With the white gloves of a very cautious curator, an official of the Simon Wiesenthal Centre yesterday laid before journalists in New York the flimsy pages of a letter allegedly typed and signed by Adolf Hitler in 1919 revealing his early vision of Germany achieving a "final goal" – the "removal of Jews".

The document is "absolutely historic", said Rabbi Marvin Hier, the founder and director of the Wiesenthal Centre, a Jewish human-rights group that works to expose and confront anti-Semitism. "There is nothing like it in the world."

The organisation bought the four-page letter, the authenticity of which may yet be disputed, from a dealer for $150,000 (£90,000) and will display it at its Tolerance Museum in Los Angeles.

Hitler, as a young soldier in 1919, already stood out among the ranks because of his anti-Semitic oratory. When his superior officer, Karl Mayr, received a request from another office in the city of Ulm, Adolf Gemlich, asking for clarification of the German Army's position on Jews, he had Hitler write the letter by way of response.

Known among Nazi historians as the "Gemlich Letter", it was retrieved by a United States Army officer at the end of the war from a Nazi archive near Nuremberg and brought to the US, where it changed hands until its recent sale to the Wiesenthal Centre by a company that deals in historic memorabilia called Profiles in History.

Rabbi Hier said nothing among his organisation's archive of 50,000 documents pertaining to Nazism and the Holocaust comes close to the Gemlich Letter in importance because it shows Hitler dabbling with ending Jewry so early. "He implemented it as the Chancellor of the Third Reich – the removal of Jews altogether," he noted. What is "novel" about the letter, Rabbi Hier added, was the contention made by the author that random attacks on Jews would not be enough. According to a translation provided to reporters, Hitler said: "Anti-Semitism – born of purely emotional grounds – will find initial expression in the form of pogroms.

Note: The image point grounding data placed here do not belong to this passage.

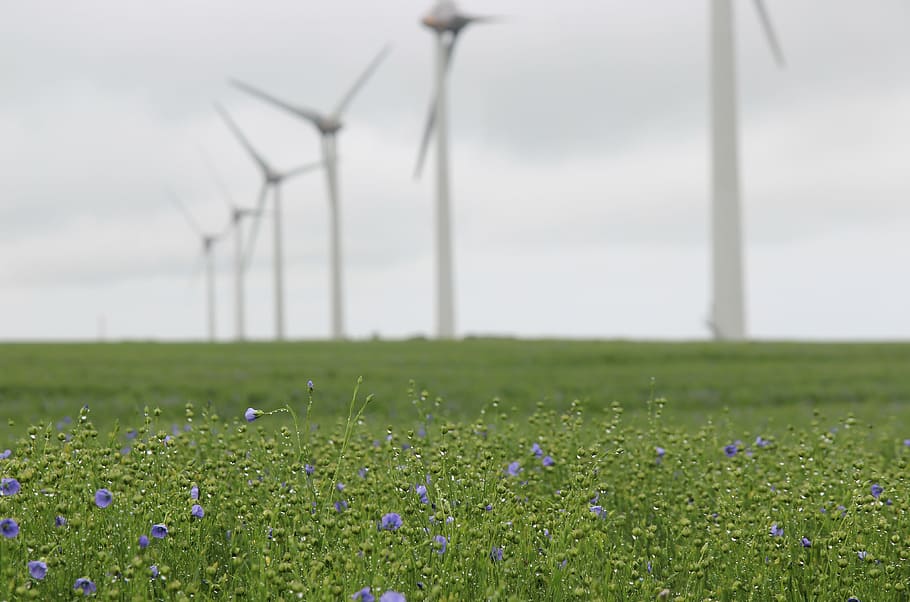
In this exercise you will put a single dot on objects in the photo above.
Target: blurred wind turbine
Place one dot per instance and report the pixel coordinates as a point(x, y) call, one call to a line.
point(447, 22)
point(208, 243)
point(237, 216)
point(271, 178)
point(328, 126)
point(727, 320)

"The final goal must be the removal of Jews. To accomplish these goals, only a government of national power is capable and never a government of national weakness."

The letter was first offered to the Wiesenthal Centre in 1988. It was not purchased because of doubts about how Hitler had access to a typewriter. It has since become clear that he was assigned at the time to a propaganda unit of the Germany army – where typewriters were readily available.

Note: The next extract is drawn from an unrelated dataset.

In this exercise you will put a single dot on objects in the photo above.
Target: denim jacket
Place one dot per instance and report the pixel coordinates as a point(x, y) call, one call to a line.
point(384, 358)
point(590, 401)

Rabbi Hier is convinced the letter is authentic. Other experts say the jury is still out. Another document with the same words is held by the Bavarian state archives in Munich. But the pages in Munich are not signed.

Othmar Plöckinger, an expert on early Hitler documents, told The New York Times that "there are a lot of points that make me believe it could be the original", implying that the Munich version is the copy. He indicated that more work needed to be done, including a chemical analysis of the paper the letter is on.

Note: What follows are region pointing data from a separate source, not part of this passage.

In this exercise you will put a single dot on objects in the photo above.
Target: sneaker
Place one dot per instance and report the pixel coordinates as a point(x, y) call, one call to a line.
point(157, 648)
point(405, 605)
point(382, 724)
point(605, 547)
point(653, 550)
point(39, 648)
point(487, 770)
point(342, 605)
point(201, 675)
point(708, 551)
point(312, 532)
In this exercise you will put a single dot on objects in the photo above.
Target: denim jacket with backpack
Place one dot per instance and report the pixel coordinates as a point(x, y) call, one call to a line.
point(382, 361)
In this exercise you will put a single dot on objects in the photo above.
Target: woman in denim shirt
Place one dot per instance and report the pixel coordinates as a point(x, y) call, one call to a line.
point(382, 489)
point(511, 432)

Others are more dubious. "It has to have very good provenance," said Klaus Lankheit, deputy director of the archive at the Institute of Contemporary History in Munich. "From my experience, I would be very sceptical."

Rabbi Hier said it will become a vital teaching tool as a museum exhibit.

'The final goal must be the removal of the jews': Extracts from the letter

* "Through a thousand years of inbreeding, frequently in cramped conditions, the Jew preserved his race and peculiarity better than the more numerous people among whom he lived. The result of which is that a non-German race lives among us with its own feeling, thoughts and aspirations, while having all the same rights as we do.

* "Jews are pure materialists in thoughts and aspirations [...] The result is that thoughts are geared to the pursuit of money and power to protect it, in which the Jews ruthlessly involve themselves. He grovels in order to obtain the favour of princes, only to abuse it like a leech."

* "His effect is racial tuberculosis on the nation."

* "From that, the following results: Antisemitism – born of purely emotional grounds – will find initial expression in the form of pogroms. The antisemitism of reason must lead to a struggle for the legal battle to abrogate laws giving them favoured positions, differentiating the Jew from other foreigners. The final goal must be the removal of the Jews. To accomplish these goals, only a government of national power is capable and never a government of national weakness."